State of the Union: The Best Response is Not a Formal Response

Michael L. Coulter | Center for Vision & Values | Thursday, January 27, 2011

State of the Union: The Best Response is Not a Formal Response

Tuesday night, Republican Congressman Paul Ryan of Wisconsin delivered the official "Republican Response" to the State of the Union (SOTU). I wish there were no official response, and that's not because I didn't want to hear from a Republican. I'm a Republican, and I'm even interested in some of Ryan's ideas for controlling spending. I'd have the same position if the roles were reversed; that is, if a Republican were in the White House and a Democrat were responding.

An official response to the SOTU is a recent invention that seems to have no positive effect. I have found no public opinion data that support the usefulness of an official response. A quick, informal survey of some fellow political junkies indicates that no one recalls a single positive memorable moment from any official response. In fact, if people remember them at all, they remember gaffes or awkward moments. And if Ryan's response was an exception, it's just that—a rare exception.

Many—perhaps most—will not even realize there is such a speech as the response to the State of the Union. Most Americans have had their fill of a formal political speech by the time the response would start and have already changed channels.

The official response to the SOTU is a recent invention, beginning only in 1966, according to the Senate Historical Office, with Republican leaders in the House and Senate offering reactions to LBJ's SOTU. Republicans continued the practice the following two years. Democrats responded to the Richard Nixon in 1970, but in a format that featured several legislators. The Democrats never offered another formal response to Nixon, and didn't respond to the Ford SOTUs. Republicans didn't respond to Carter until 1979.

Since 1982, neither party could resist the urge to respond to the SOTU. Even with various formats, both live and pre-recorded, featuring one, two or several legislators—and even once (1985) a forum with Democratic legislators and Democratic activists—the official responses have produced nothing but a string of forgotten events with no discernible influence on policy development.

While legislative leaders have done most of the responses, parties have mixed it up with governors, and legislators who were not in the leadership. Those picked to give the response were thought to be individuals either with national appeal or the possibility of extending the appeal of the party. For example, in 1995 Republicans picked New Jersey Governor Christine Todd Whitman, the first non-legislator, with the likely intention of appealing to female voters. In 1997, Republican J.C. Watts, the only African-American Republican member of Congress at the time, gave the response with the likely intention of appealing to minority voters.

Democrats, too, have picked governors, such as Gary Locke (Washington, 2003), Tim Kaine (Virginia, 2006), and Kathleen Sebelius (Kansas, 2008), and a legislator who was not in the leadership (Jim Webb, 2007).

Why does the event fail? Because no response can match the grandeur of the presidential address. Any attempt to replicate it, such as Virginia Governor Bob McDonnell's remarks in the Virginia House of Delegates Chamber last year, fails. McDonnell was ridiculed as playing a kind of presidential dress up. That's the only aspect of his remarks widely remembered today. Even trying the opposite of the grandeur, such as speaking from a small room, looks minor league in comparison to speaking before a packed House Chamber.

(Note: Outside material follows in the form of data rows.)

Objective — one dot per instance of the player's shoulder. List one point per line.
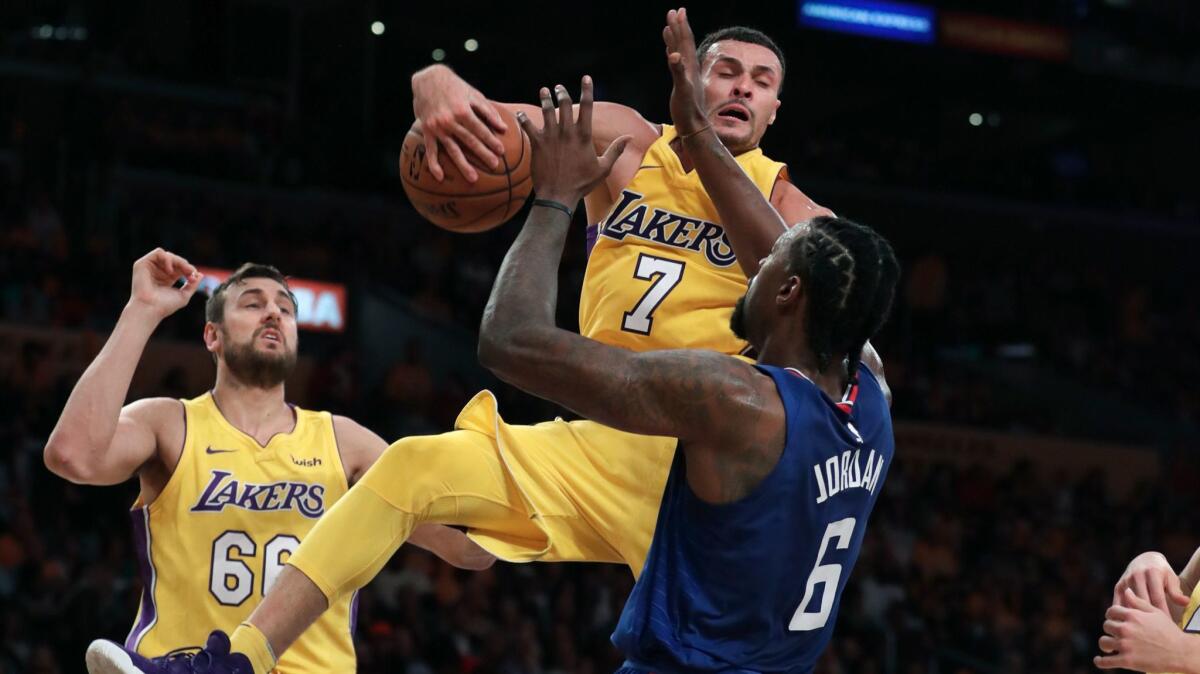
(156, 413)
(793, 204)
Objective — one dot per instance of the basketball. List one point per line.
(459, 205)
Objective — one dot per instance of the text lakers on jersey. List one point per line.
(663, 274)
(213, 542)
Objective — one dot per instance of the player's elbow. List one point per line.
(67, 461)
(496, 353)
(508, 353)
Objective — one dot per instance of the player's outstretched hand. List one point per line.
(1151, 578)
(154, 282)
(564, 163)
(688, 91)
(1140, 637)
(455, 115)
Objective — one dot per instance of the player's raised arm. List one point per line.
(96, 440)
(455, 116)
(691, 395)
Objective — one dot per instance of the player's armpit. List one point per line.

Attempts to be informal and more personal can look ridiculous as well, such as Louisiana Governor Bobby Jindal in 2009, who moved while he talked. Jindal wasn't suited to the format; few are. His political standing took a hit as he was regularly compared to the character Kenneth on NBC's "30 Rock." It didn't help that Jindal criticized federal funding for earthquake detection when he was from a state recently hit by a natural disaster.

Television will only comment on the official response if there's a gaffe or something that could be taken out of context. There's virtually no way to win with an official response.

I'm not saying not to respond. I'm saying respond using the whole range of new media, from cable TV to social networking sites to talk radio. A formal response might have made sense in a time with few media options, but today it's at best an outdated strategy. Parties have to speak where people are listening.